I didn’t know anything about heart attacks, but in the days that followed, I learned more than I ever wanted to. My heart attack was caused by plaque, some of which likely dislodged and caused a blockage. Narrowing of the arteries from plaque or hardening is called atherosclerosis, and this is the most common cause of a heart attack. But heart attacks can be caused by other things as well, such as a spasm that stops the flow of blood, or a tear in a heart artery (known as a spontaneous coronary artery dissection). Heart attacks can occur from stress or congenital issues (birth defects if you will). The heart can get damaged by a virus. Or your heart can simply just stop ticking for a variety of reasons (what the medical community calls sudden cardiac arrest). The media often use these terms interchangeably when reporting on a celebrity death, but heart attacks and sudden cardiac arrest are in fact quite different. And while not all heart attacks are deadly, cardiovascular disease (CVD) is the number one cause of death worldwide.

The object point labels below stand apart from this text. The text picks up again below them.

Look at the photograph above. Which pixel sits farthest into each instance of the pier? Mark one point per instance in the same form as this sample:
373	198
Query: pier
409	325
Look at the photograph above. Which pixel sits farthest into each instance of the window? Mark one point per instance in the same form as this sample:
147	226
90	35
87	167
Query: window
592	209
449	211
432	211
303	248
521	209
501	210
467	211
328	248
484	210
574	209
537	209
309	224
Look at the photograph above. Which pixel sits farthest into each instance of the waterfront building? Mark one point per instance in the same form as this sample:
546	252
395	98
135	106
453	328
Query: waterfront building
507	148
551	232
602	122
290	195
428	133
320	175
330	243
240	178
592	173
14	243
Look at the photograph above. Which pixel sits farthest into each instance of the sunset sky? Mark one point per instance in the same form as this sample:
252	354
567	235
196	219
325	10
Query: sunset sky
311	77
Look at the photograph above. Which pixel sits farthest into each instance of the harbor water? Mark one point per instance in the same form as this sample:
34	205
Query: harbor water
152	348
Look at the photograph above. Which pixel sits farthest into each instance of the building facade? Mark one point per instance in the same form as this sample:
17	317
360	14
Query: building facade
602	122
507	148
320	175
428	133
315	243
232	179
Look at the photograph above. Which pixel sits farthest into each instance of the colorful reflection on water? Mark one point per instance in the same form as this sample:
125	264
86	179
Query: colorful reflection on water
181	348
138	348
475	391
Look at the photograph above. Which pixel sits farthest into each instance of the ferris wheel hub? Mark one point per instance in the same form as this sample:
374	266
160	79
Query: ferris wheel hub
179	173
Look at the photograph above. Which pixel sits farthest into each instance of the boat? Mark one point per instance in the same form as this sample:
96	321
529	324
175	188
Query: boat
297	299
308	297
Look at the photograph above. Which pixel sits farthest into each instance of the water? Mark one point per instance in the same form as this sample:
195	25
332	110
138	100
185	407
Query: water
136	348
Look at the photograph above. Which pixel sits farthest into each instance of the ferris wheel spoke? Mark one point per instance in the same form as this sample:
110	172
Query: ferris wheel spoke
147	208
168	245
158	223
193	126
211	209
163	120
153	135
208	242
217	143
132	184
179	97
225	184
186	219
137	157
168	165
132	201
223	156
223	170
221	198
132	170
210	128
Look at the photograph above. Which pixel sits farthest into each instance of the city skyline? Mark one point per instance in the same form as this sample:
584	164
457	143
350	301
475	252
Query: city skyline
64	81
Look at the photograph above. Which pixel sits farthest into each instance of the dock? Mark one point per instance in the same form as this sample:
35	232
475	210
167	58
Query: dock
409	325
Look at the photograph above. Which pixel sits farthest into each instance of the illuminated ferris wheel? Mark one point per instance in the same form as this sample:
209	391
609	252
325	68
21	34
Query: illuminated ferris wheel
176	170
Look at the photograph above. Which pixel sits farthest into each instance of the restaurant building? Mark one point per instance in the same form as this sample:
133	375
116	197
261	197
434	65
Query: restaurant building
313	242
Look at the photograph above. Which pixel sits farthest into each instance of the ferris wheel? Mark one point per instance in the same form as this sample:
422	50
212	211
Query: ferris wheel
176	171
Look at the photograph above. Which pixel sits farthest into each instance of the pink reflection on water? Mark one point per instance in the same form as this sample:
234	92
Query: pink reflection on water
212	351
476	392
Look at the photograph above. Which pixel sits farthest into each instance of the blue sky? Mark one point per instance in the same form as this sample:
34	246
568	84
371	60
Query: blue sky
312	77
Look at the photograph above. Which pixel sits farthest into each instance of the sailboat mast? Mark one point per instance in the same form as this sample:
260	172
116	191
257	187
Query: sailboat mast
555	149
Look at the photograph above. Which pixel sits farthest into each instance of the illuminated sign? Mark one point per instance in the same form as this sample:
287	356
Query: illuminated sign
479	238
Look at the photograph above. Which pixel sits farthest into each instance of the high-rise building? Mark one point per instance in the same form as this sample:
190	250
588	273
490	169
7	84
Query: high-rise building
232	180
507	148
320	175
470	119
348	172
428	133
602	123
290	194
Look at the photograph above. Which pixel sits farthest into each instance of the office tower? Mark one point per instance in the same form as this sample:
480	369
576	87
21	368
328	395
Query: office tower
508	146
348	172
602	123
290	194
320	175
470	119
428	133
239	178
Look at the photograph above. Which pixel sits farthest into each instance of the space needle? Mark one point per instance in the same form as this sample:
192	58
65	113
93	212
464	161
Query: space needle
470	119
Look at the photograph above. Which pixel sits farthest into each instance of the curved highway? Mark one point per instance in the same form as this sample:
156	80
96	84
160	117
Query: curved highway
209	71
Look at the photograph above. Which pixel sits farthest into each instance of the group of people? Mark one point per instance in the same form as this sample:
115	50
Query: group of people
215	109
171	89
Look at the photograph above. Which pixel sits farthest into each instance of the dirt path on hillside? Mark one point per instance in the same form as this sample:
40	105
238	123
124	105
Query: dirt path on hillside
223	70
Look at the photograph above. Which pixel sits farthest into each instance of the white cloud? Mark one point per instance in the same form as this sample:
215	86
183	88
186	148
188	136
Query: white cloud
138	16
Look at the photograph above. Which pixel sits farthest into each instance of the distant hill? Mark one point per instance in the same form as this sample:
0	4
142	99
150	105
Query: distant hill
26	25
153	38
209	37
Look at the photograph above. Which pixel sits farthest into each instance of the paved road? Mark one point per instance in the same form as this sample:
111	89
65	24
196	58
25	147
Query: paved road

By quite a large margin actually. According to the World Health Organization, more people die annually from CVDs than from any other cause. An estimated 17.7 million people died from CVDs in 2015, representing 31% of all global deaths. Chronic obstructive pulmonary disease (COPD) claimed 3.2 million lives that same year, while lung cancer (along with trachea and bronchus cancers) caused 1.7 million deaths. Diabetes killed 1.6 million people in 2015.

Statistics from the American Heart Association report that cardiovascular disease accounted for nearly 801,000 deaths in the U.S. in 2016 (that’s about 1 of every 3 deaths in the U.S.). About 2,200 Americans die of cardiovascular disease each day, an average of 1 death every 40 seconds. Cardiovascular diseases claim more lives each year than all forms of cancer and chronic lower respiratory disease combined. And bad news ladies — heart disease is not a male disease despite common misconceptions. Heart disease is the No. 1 killer of women, causing 1 in 3 deaths each year. That’s approximately one woman every minute. Heart disease kills more women each year than every type of cancer combined, including breast cancer.

I got lucky. But I’m not one to rest on my laurels. So instead, I decided to use my experience to spread the word about heart disease and perhaps help others who have experienced heart disease. That’s what this website is all about. I hope you’ll come back often, or even better sign up to receive an email when new posts come out. I also hope you’ll share these posts with others. It’s time we take control of our health. If I’ve learned anything from this experience it’s that you have to be your own best advocate.